劉協以極大的耐性和極好的記憶力把曹操這些年做過的事在德陽殿全部算了一遍,邊算邊誇,說道後來聲音都變了調,彷彿當真在感激曹操漢之肱骨,國之棟樑一般。他這些話聽在曹操心腹喉舌的耳朵裡自然是及其的熨帖舒服,很有以之為榮的自豪感。可是聽在伏完、孔融等人的耳朵裡卻覺得讓人格外羞愧難堪。這話就像是鐵板劃過沙地,刺得人頭皮發麻,臉色發脹。

曹操面無表情,不為所動。完全一副老奸巨猾的權臣模樣。劉協臉帶動容,聲含哽咽,頗有矇蔽無知的昏君風範。

在劉協說完這些以後,他低低頭,狀似無意地拿袖子掃過眼前,再放下時,已經又是一副尊嚴矜持的帝王相。

“以朕算來,這些年,曹愛卿的確是鞠躬盡瘁,勞苦功高。”

曹操聽罷欠了欠身子,輕輕道:“此乃臣份內之事。”

劉協閃了閃眼睛,沒說話,只是把目光移開,嘴邊掛笑地掃向殿內諸臣。

殿下人也不知是何人挑頭,居然出言說了句:“陛下,列國封公正襯曹丞相之功。”然後緊接著下頭就“呼啦啦”跪了一地的文武大臣。“陛下,曹丞相可封為魏公。”“陛下,丞相之功堪封魏公。”

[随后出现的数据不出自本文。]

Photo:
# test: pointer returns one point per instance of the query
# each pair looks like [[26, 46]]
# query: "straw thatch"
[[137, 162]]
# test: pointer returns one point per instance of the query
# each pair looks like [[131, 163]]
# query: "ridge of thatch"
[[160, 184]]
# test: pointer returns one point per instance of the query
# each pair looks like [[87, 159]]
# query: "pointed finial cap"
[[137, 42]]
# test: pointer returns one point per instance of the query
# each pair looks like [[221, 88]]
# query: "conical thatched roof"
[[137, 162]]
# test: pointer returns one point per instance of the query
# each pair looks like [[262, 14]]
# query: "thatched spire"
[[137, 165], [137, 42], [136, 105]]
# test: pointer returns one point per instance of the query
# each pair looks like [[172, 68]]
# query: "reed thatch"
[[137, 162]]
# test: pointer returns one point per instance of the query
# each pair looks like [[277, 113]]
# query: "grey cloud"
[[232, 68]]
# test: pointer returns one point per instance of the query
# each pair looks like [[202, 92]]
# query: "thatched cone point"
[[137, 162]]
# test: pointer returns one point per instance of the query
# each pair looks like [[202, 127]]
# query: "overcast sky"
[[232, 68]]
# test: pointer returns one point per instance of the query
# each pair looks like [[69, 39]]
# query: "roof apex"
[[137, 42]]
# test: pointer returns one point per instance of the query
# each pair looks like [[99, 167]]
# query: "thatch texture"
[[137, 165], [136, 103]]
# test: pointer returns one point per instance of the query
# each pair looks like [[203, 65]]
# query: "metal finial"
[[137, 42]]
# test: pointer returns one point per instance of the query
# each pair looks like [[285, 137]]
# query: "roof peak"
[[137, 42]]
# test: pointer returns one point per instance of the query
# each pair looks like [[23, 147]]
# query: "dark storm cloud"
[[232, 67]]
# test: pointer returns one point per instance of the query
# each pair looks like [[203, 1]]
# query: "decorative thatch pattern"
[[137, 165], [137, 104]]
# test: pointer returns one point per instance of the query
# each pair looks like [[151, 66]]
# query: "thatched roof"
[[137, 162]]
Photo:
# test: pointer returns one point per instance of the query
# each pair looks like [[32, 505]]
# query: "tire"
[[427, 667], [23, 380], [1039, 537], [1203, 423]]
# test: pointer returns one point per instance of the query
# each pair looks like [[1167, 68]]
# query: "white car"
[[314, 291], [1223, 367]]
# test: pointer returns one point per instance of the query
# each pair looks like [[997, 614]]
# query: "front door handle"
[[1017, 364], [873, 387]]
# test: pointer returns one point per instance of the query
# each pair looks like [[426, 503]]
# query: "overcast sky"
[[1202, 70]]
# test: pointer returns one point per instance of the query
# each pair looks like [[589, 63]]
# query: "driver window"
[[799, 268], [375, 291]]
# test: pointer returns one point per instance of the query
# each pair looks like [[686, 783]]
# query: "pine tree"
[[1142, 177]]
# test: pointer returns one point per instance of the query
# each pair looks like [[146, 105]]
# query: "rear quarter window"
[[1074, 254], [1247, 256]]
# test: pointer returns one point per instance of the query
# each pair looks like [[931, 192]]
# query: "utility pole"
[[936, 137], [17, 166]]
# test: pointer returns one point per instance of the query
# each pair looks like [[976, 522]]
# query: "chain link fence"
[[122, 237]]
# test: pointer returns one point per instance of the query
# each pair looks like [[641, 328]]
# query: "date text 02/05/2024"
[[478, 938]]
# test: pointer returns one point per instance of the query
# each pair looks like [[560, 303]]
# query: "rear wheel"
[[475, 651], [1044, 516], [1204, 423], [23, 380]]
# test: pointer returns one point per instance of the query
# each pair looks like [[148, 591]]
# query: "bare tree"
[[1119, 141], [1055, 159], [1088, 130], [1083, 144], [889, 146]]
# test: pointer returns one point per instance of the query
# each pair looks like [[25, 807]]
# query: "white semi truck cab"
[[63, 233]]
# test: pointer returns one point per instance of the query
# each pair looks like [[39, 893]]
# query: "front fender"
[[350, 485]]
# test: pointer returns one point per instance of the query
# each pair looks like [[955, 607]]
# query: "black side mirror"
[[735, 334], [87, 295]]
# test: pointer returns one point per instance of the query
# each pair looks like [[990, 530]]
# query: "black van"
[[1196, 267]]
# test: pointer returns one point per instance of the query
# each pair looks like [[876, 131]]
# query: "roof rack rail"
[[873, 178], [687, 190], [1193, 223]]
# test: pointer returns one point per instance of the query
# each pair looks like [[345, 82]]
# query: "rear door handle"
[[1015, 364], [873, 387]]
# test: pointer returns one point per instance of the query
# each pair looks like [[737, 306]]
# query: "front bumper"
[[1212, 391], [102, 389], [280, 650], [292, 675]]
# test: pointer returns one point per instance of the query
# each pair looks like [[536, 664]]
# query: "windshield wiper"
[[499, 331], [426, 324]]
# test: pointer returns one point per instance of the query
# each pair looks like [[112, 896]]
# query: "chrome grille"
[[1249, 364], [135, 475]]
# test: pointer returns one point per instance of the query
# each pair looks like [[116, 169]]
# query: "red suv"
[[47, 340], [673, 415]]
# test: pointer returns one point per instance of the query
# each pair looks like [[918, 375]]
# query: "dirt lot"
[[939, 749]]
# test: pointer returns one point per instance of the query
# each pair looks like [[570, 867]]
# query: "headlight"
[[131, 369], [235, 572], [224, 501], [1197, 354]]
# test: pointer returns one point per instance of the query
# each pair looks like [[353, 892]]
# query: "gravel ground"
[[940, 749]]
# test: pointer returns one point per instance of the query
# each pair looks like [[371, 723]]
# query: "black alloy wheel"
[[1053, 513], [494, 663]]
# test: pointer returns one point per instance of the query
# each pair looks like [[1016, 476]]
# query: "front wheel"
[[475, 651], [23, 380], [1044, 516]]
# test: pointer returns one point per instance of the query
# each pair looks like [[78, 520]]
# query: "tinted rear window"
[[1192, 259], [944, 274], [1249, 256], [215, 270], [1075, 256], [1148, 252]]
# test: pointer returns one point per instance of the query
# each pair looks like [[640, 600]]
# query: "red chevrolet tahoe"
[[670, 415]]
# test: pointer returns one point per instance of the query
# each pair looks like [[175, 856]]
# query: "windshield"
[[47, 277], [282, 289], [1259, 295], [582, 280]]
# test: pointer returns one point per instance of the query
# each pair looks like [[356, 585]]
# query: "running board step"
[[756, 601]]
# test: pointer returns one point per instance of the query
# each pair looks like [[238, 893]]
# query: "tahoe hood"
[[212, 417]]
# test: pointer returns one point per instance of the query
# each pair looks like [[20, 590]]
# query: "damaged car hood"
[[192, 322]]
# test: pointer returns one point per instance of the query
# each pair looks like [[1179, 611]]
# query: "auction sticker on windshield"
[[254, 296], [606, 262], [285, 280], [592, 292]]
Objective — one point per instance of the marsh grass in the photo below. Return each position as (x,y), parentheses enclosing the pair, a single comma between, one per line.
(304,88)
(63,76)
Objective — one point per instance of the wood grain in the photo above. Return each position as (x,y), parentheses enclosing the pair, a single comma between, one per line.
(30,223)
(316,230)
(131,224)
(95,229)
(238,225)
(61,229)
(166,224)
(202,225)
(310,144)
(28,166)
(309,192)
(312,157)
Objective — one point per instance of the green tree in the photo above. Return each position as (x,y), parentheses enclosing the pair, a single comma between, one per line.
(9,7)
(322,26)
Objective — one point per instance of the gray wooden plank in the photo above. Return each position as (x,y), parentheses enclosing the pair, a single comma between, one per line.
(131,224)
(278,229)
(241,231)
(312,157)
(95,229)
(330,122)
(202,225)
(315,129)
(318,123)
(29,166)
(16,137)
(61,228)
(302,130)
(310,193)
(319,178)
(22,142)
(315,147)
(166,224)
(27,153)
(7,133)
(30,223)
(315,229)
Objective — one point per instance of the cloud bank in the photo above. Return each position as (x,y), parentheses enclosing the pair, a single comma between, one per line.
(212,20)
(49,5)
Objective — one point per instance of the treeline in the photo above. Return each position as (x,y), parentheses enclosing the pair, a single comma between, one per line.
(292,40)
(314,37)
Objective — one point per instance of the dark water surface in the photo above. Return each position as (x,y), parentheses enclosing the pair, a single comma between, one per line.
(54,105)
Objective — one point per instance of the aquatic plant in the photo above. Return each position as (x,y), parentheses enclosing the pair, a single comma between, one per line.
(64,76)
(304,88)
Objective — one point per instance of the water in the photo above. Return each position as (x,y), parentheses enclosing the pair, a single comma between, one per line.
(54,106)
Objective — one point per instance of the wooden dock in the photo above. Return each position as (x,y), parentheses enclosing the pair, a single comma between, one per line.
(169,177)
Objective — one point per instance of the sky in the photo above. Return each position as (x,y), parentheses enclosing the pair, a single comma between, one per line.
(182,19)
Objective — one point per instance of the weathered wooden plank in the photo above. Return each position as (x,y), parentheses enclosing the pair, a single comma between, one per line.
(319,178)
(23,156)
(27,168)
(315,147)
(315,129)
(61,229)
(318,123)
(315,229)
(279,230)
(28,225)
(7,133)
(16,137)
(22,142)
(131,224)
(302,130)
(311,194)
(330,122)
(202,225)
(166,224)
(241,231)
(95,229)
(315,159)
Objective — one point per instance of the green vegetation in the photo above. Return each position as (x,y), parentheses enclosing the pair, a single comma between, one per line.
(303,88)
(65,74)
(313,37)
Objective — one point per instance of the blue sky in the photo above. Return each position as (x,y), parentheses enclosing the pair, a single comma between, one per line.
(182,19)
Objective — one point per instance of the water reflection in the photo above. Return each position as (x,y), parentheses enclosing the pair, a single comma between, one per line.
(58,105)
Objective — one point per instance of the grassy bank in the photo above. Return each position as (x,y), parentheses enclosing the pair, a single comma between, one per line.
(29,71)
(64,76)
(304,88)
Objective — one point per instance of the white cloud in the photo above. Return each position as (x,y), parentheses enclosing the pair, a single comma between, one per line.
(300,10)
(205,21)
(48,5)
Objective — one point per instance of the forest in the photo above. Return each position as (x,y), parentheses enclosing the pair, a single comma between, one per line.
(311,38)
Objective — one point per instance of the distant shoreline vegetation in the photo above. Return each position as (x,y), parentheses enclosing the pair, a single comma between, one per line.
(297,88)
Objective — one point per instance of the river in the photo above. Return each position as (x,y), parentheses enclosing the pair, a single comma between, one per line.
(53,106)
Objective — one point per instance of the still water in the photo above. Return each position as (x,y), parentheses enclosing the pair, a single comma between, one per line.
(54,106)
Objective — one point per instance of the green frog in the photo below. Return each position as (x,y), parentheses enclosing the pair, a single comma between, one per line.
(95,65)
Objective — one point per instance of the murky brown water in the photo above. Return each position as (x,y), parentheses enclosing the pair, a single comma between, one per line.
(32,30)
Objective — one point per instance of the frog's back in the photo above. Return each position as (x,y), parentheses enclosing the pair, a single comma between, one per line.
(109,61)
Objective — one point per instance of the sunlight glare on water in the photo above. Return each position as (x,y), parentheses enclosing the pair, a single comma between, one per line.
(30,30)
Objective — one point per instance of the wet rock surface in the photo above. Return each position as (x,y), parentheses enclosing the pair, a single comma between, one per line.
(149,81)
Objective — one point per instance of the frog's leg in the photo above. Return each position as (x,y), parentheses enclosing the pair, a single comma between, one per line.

劉協臉色不變地看著殿內不斷跪地的臣工,扶額輕笑。在他臉上,大臣們已經很難再察覺到他此刻在想什麼。那個幾年前還喜怒不辨卻極其好揣摩的聖上不知從什麼時候開始練就了一副深藏不露的本事。劉協他心裡這會兒想的很有意思和很有諷刺感,他在數這些跪地的人有多少個,又都是誰!王朗、滿寵、郗慮……好!很好!真是好得很!劉協邊數邊在心裡冷笑:這些就是我大漢的棟樑肱骨呀!這些就是我大漢的中興之臣呀!真是讓朕……大開眼界!封公?列國?那下一步若再有功績,是不是就要受了九錫?

看著看著,劉協的表情忽然停滯了一下,他視線在劃過下顎微收,腰背挺直的荀彧時輕輕偏了偏頭:荀文若他居然沒跪下?倒當真是出乎朕的意料!

荀彧當然不會跪下。

而且他這會兒心裡也在詫異王朗的提議!怎麼會?怎麼可能?主公怎麼會允許?

封公?按漢例,異姓封爵,最高為侯!

侯者可在采邑內,享徵收賦稅,免除徭役之權力。對於采邑內的官員任免和其他民治,都無權插手,皆有朝廷負責。

但是公國不一樣!

所謂“王公”之尊,絕對不只是說說而已。

凡封公者,在封地內可享稅收、斷獄、赦免之權利,且手下官員任免無需再經朝廷,除此之外,公國只要條件允許還可有鑄幣權、鹽鐵專營權。於封地之上,公爵儼然就是說一不二的絕對權威。公國於整個社稷江山而言,也算是國中之國,超然物外,隱患非常。

荀彧很是執拗,他覺得在這一點上,王朗做錯了:他這提議會把大漢推向分裂的深淵。儘管現在的大漢已經名不副實,但到底……它還是大漢!就算它是即傾的廣夏,即倒的危樓,它也已久是掛著劉姓天子的大漢!

可王朗這建議卻是給這岌岌可危的廣廈基底上直直的砸了一榔頭,他會讓原本就動搖不已的基底迅速瓦解,然後四分五裂!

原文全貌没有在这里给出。